Editorial: Higher education at risk
Sunday, April 8, 2007 | 7:28 a.m.
For a man who co-authored the successful Education First constitutional amendment that requires lawmakers to pass the budget for public schools first, Gov. Jim Gibbons sure has his priorities fouled up when it comes to funding higher education.
It is already embarrassing enough that Nevada's universities rank low, according to the annual college surveys published by U.S. News & World Report. Yet the governor's budget proposal for the next biennium would ensure that we need not expect higher rankings in the foreseeable future.
Faced with a projection that Nevada's revenue will fall nearly $137 million short of original budget estimates over the next two years, coupled with a vow not to raise taxes, Gibbons proposes giving tax breaks to banks and other businesses. That is plain screwy, especially when he is asking state agencies, including the Nevada System of Higher Education, to lower their financial expectations.
That's why we support Chancellor Jim Rogers, who fired off a letter to Gibbons that was deservedly blunt.
"I cannot in good faith recommend budget cuts from present budgeted levels at these institutions," Rogers wrote. "To do so would, I believe, threaten the very fabric of higher education in this state."
As Las Vegas Sun reporter Christina Littlefield wrote in Friday's edition, Gibbons has said he will protect funding levels for kindergarten through 12th grade but place on the butcher block higher education along with other critical state functions.

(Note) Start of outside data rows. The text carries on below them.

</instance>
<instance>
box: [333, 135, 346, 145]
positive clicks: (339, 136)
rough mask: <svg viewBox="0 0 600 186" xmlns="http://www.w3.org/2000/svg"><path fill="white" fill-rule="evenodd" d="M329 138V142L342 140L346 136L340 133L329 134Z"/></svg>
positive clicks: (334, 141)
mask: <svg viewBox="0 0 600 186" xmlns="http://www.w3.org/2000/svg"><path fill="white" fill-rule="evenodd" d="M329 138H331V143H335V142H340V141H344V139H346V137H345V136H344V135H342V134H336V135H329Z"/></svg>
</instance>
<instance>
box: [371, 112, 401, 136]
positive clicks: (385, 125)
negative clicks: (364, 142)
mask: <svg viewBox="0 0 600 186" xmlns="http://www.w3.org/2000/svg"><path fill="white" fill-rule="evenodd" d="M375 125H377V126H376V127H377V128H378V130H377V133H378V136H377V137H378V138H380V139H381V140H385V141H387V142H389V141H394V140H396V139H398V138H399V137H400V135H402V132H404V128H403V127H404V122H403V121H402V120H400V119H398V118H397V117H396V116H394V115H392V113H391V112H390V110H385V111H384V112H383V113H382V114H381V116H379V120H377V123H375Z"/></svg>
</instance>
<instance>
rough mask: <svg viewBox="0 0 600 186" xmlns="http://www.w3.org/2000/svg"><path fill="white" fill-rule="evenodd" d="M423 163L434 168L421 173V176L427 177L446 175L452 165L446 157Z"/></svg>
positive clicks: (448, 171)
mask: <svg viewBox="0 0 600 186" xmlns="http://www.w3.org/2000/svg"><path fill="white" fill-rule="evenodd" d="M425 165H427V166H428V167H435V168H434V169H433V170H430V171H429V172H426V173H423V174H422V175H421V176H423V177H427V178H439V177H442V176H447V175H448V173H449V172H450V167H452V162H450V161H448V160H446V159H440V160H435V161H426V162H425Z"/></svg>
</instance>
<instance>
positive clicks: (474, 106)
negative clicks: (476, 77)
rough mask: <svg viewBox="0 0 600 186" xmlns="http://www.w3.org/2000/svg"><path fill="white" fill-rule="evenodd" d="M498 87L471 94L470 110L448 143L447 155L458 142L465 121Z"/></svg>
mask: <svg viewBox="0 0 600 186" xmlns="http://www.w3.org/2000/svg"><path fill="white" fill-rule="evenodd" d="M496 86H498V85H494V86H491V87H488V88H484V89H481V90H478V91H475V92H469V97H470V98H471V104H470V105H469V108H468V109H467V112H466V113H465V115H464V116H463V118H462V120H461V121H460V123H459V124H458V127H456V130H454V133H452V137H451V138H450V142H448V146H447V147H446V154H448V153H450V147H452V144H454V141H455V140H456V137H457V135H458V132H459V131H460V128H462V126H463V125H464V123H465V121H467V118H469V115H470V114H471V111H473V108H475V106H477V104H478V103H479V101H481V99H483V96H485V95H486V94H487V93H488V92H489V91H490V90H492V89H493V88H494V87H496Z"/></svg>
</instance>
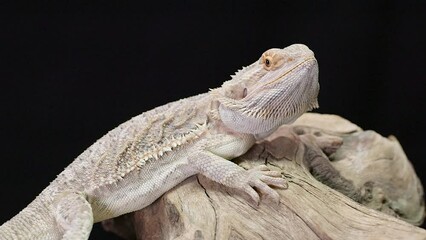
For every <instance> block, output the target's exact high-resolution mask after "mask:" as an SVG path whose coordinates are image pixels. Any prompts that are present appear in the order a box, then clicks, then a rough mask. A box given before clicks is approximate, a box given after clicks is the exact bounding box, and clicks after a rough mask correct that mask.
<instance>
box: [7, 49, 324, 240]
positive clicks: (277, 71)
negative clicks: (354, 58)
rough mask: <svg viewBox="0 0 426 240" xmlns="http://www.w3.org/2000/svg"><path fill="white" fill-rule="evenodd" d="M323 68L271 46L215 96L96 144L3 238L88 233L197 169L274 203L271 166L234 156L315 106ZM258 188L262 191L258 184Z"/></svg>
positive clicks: (199, 100) (167, 104)
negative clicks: (251, 163) (284, 124)
mask: <svg viewBox="0 0 426 240" xmlns="http://www.w3.org/2000/svg"><path fill="white" fill-rule="evenodd" d="M318 91H319V84H318V66H317V62H316V60H315V58H314V54H313V52H312V51H311V50H309V49H308V48H307V47H306V46H304V45H302V44H294V45H291V46H289V47H287V48H284V49H270V50H268V51H266V52H265V53H264V54H263V55H262V56H261V58H260V59H259V61H256V62H255V63H253V64H251V65H250V66H248V67H245V68H243V69H242V70H240V71H238V72H237V73H236V75H235V76H233V77H232V79H231V80H229V81H227V82H225V83H224V84H223V85H222V86H221V87H220V88H216V89H213V90H211V91H210V92H208V93H204V94H200V95H197V96H193V97H189V98H186V99H182V100H179V101H176V102H172V103H169V104H166V105H164V106H161V107H157V108H155V109H153V110H150V111H148V112H145V113H142V114H141V115H138V116H136V117H134V118H132V119H131V120H129V121H127V122H125V123H123V124H121V125H119V126H118V127H117V128H115V129H113V130H111V131H110V132H109V133H107V134H106V135H105V136H103V137H102V138H100V139H99V140H98V141H96V142H95V143H94V144H93V145H92V146H90V147H89V148H88V149H87V150H85V151H84V152H83V153H82V154H81V155H80V156H78V157H77V158H76V159H75V160H74V162H72V163H71V164H70V165H69V166H68V167H67V168H66V169H65V170H64V171H63V172H61V173H60V174H59V175H58V177H57V178H56V179H55V180H54V181H52V182H51V183H50V185H49V186H48V187H47V188H46V189H45V190H43V191H42V192H41V193H40V194H39V196H37V198H36V199H35V200H34V201H33V202H31V203H30V204H29V205H28V206H27V207H26V208H25V209H23V210H22V211H21V212H20V213H19V214H18V215H16V216H15V217H13V218H12V219H11V220H9V221H7V222H6V223H4V224H3V225H1V226H0V238H1V239H87V238H88V236H89V234H90V231H91V228H92V225H93V223H94V222H99V221H102V220H105V219H110V218H113V217H116V216H119V215H122V214H125V213H128V212H132V211H136V210H139V209H142V208H144V207H146V206H148V205H149V204H151V203H152V202H153V201H155V200H156V199H157V198H159V197H160V196H161V195H162V194H164V193H165V192H166V191H168V190H169V189H171V188H172V187H174V186H176V185H177V184H178V183H180V182H181V181H183V180H184V179H186V178H188V177H189V176H192V175H195V174H202V175H204V176H206V177H207V178H209V179H211V180H213V181H215V182H218V183H220V184H223V185H225V186H227V187H230V188H233V189H236V190H239V191H240V192H244V193H246V194H247V195H248V196H249V197H250V199H252V200H253V201H254V202H255V203H258V202H259V201H260V200H259V193H258V192H260V193H262V194H263V195H267V196H269V197H270V198H272V199H273V200H274V201H279V196H278V194H277V192H276V191H275V190H273V189H272V188H271V187H270V186H276V187H282V188H285V187H286V182H285V180H284V179H283V178H282V177H281V173H279V172H274V171H270V170H269V169H268V168H267V167H266V166H260V167H258V168H255V169H252V170H244V169H243V168H241V167H239V166H238V165H236V164H234V163H232V162H231V161H228V160H229V159H232V158H235V157H237V156H240V155H242V154H244V153H245V152H246V151H247V150H248V149H249V148H250V147H251V146H252V145H253V144H254V143H255V141H256V139H259V138H262V137H264V136H267V135H268V134H269V133H271V132H272V131H273V130H275V129H276V128H277V127H279V126H280V125H282V124H288V123H291V122H292V121H294V120H295V119H297V118H298V117H299V116H300V115H301V114H303V113H304V112H306V111H308V110H311V109H312V108H315V107H317V106H318V103H317V95H318ZM254 188H256V190H257V191H256V190H255V189H254Z"/></svg>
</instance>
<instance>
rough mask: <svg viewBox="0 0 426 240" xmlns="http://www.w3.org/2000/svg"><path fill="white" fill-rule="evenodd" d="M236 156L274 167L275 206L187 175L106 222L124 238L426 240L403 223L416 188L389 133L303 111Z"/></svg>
mask: <svg viewBox="0 0 426 240" xmlns="http://www.w3.org/2000/svg"><path fill="white" fill-rule="evenodd" d="M342 144H343V145H342ZM336 151H337V152H336ZM330 160H331V161H330ZM236 161H237V162H238V163H239V164H240V165H241V166H243V167H245V168H251V167H254V166H256V165H259V164H265V163H266V164H267V165H268V166H270V167H271V168H273V169H275V170H279V171H282V173H283V176H284V177H285V178H286V179H287V180H288V182H289V187H288V189H283V190H277V191H278V193H279V194H280V196H281V200H280V203H279V204H278V205H276V204H274V203H272V202H270V201H268V199H263V198H262V201H261V203H260V205H259V206H253V205H252V203H250V202H248V201H247V198H245V197H244V196H241V194H238V193H236V192H234V191H233V190H231V189H228V188H225V187H223V186H221V185H219V184H216V183H213V182H211V181H209V180H207V179H206V178H204V177H203V176H194V177H191V178H189V179H187V180H186V181H184V182H183V183H181V184H179V185H178V186H176V187H175V188H174V189H172V190H171V191H169V192H168V193H167V194H165V195H164V196H163V197H162V198H160V199H158V200H157V201H156V202H155V203H153V204H152V205H151V206H149V207H147V208H145V209H143V210H140V211H138V212H135V213H131V214H127V215H124V216H121V217H119V218H116V219H113V220H109V221H106V222H104V228H105V229H106V230H108V231H112V232H115V233H116V234H117V235H119V236H122V237H123V238H125V239H398V240H399V239H426V231H425V230H424V229H421V228H418V227H415V226H414V225H412V224H409V223H407V222H411V223H413V224H420V223H421V222H422V221H423V218H424V212H425V210H424V199H423V188H422V186H421V184H420V182H419V180H418V178H417V176H416V175H415V172H414V170H413V169H412V167H411V164H410V163H409V162H408V160H407V158H406V157H405V155H404V153H403V151H402V148H401V147H400V146H399V144H398V142H397V141H396V140H395V139H394V138H390V139H387V138H383V137H381V136H380V135H378V134H376V133H374V132H368V131H362V130H361V129H360V128H359V127H358V126H356V125H354V124H352V123H350V122H348V121H347V120H344V119H342V118H340V117H337V116H332V115H319V114H306V115H304V116H302V117H301V118H300V119H299V120H298V121H297V122H296V123H295V124H294V125H292V126H284V127H281V128H280V129H279V130H278V131H277V132H275V133H274V134H273V135H272V136H270V137H269V138H268V139H267V140H266V141H263V142H260V143H258V144H257V145H255V146H254V147H253V148H252V149H251V150H250V151H249V152H247V153H246V154H245V155H244V156H242V157H240V158H239V159H236ZM366 206H368V207H366ZM374 209H377V210H380V211H382V212H379V211H377V210H374ZM385 213H386V214H385ZM391 215H392V216H391ZM398 218H400V219H398ZM401 219H404V220H405V221H402V220H401Z"/></svg>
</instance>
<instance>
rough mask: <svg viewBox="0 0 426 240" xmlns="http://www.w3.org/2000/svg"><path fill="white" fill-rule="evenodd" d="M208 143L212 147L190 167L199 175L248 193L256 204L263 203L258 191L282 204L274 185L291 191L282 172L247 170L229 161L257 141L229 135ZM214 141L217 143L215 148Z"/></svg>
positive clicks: (250, 138) (263, 194)
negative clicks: (257, 191)
mask: <svg viewBox="0 0 426 240" xmlns="http://www.w3.org/2000/svg"><path fill="white" fill-rule="evenodd" d="M206 141H207V142H208V143H207V144H208V145H209V146H208V147H206V148H205V149H204V150H202V151H199V152H198V153H196V154H193V155H192V156H190V157H189V162H190V164H192V165H193V166H195V167H196V169H197V172H198V173H200V174H202V175H204V176H206V177H207V178H209V179H211V180H213V181H215V182H217V183H220V184H223V185H225V186H227V187H230V188H234V189H237V190H240V191H242V192H245V193H246V194H248V196H249V197H250V198H251V199H252V200H253V201H254V202H255V203H256V204H259V201H260V196H259V193H258V192H257V191H259V192H260V193H261V194H262V195H265V196H269V197H270V198H271V199H272V200H273V201H274V202H276V203H278V202H279V195H278V193H277V192H276V191H275V190H274V189H272V188H271V187H270V186H274V187H278V188H287V182H286V180H285V179H283V178H282V176H281V173H280V172H277V171H271V170H270V169H269V168H268V167H267V166H265V165H260V166H258V167H255V168H253V169H250V170H245V169H244V168H242V167H240V166H238V165H237V164H235V163H233V162H231V161H229V160H227V158H228V159H229V158H233V157H237V156H239V155H241V154H243V153H245V152H246V151H247V149H248V148H250V146H251V145H252V144H253V142H254V140H253V138H251V137H247V136H246V137H241V136H236V137H234V136H225V137H224V138H223V139H222V140H221V141H217V139H214V140H212V139H210V140H206ZM212 142H216V144H214V145H212ZM255 189H256V190H257V191H256V190H255Z"/></svg>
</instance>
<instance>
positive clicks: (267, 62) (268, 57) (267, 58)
mask: <svg viewBox="0 0 426 240" xmlns="http://www.w3.org/2000/svg"><path fill="white" fill-rule="evenodd" d="M263 63H264V64H265V69H266V70H270V69H271V68H272V57H271V56H266V57H265V60H264V62H263Z"/></svg>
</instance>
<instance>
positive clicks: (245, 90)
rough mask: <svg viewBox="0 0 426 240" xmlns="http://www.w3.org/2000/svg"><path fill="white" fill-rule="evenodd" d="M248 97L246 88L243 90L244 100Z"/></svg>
mask: <svg viewBox="0 0 426 240" xmlns="http://www.w3.org/2000/svg"><path fill="white" fill-rule="evenodd" d="M246 96H247V88H244V90H243V98H245V97H246Z"/></svg>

Rogers fears that Nevada's two universities could lose a combined 225 faculty and administrative positions, and more than 700 classes, reductions that would delay and discourage students from graduating.
Rogers appropriately described the potential cuts, coupled with potential reductions at the community college level involving workforce training, cultural diversity programs and partnerships with the Clark County School District, as so Draconian as to "undermine the very quality of life we strive to create and maintain" in Nevada.
"For my part, I will not be the chancellor who offers up this destruction," Rogers wrote.
If Gibbons wants to be known as an "Education First" governor, he would be well advised to help build up our institutions of higher education rather than use the wrecking-ball approach to tear them down.